A questão da validade jurídica dos atos negociais por meios eletrônicos.


Porjeanmattos- Postado em 17 outubro 2012

 

Autor: Demócrito Reinaldo Filho 
 

Um dos pressupostos de validade de todo e qualquer negócio jurídico é a forma com que o ato se reveste. Para alcançar um resultado juridicamente protegido, a declaração de vontade deve observar a forma prevista em lei, sempre que esta exigir forma especial.

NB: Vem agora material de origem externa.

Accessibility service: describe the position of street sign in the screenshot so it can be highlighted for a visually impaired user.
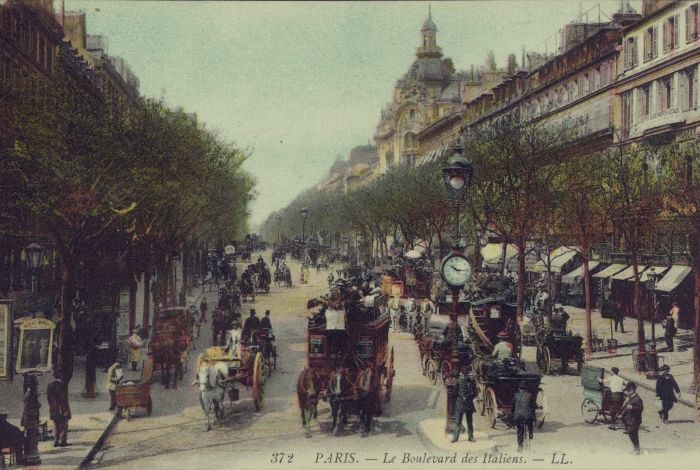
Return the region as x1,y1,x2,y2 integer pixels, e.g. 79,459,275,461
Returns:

A forma do ato assume tal importância porque serve sempre à documentação do ato, facilitando sua prova, dando-lhe publicidade ou impedindo que a declaração de vontade venha a ser conspurcada.
Praticamente todas as exigências de forma presentes nas leis dos Estados nacionais estão relacionadas com conceitos decorrentes da documentação em papel. De fato, as exigências de forma "escrita", "assinada" e em "original" (exigidas para certos atos solenes) partem do pressuposto de que os atos jurídicos são registrados tendo o papel como suporte material. O nosso Código Civil, só para exemplificar, exige escritura pública lavrada em notas de tabelião e assinada pelas partes para a validade de certos atos (como p. ex., contratos constitutivos ou translativos de direitos reais sobre imóveis acima de certo valor - art. 134, II, par. 1º, f). A Lei de Registros Públicos (Lei 6.015/73) complementa o sentido dessas exigências, ao estabelecer que toda "a escrituração será feita em livros encadernados" e impõe, desde logo, os modelos, dimensões e métodos de autenticação desses livros. Ou seja, existe todo um conjunto de exigências quanto à forma e documentação dos atos jurídicos, para que produzam validamente os seus jurídicos efeitos. O mesmo ocorre na maioria dos sistemas jurídicos alienígenas.
A pergunta que sobressai imediatamente após a compreensão dessa realidade é: como ficam essas exigências legais de forma e documentação dos atos jurídicos diante das novas modalidades contratuais por meios eletrônicos? Contratos formalizados por meio eletrônico e documentados em meio digital geram obrigações e deveres para as partes? A resposta parece bem clara: não, não tem valor jurídico contrato que não seja reproduzido num suporte material e tangível como o papel. A permanecer as regras atuais, somente os atos cujo registro possa ser documentado na forma de papel têm valor jurídico.
A conseqüência dessa constatação é que toda a funcionalidade permitida com avanço das tecnologias da informação nenhum benefício traz no campo jurídico, se não for alterada a legislação dos países. As partes contratantes podem se utilizar de meios eletrônicos de comunicação, como o eletronic mail (e-mail) ou o EDI (eletronic data interchange), nas discussões comerciais, mas não formarão contratos nem assumirão direitos e obrigações se não reduzi-los a um meio material (papel) e arquivá-los segundo os tradicionais métodos de documentação cartorária.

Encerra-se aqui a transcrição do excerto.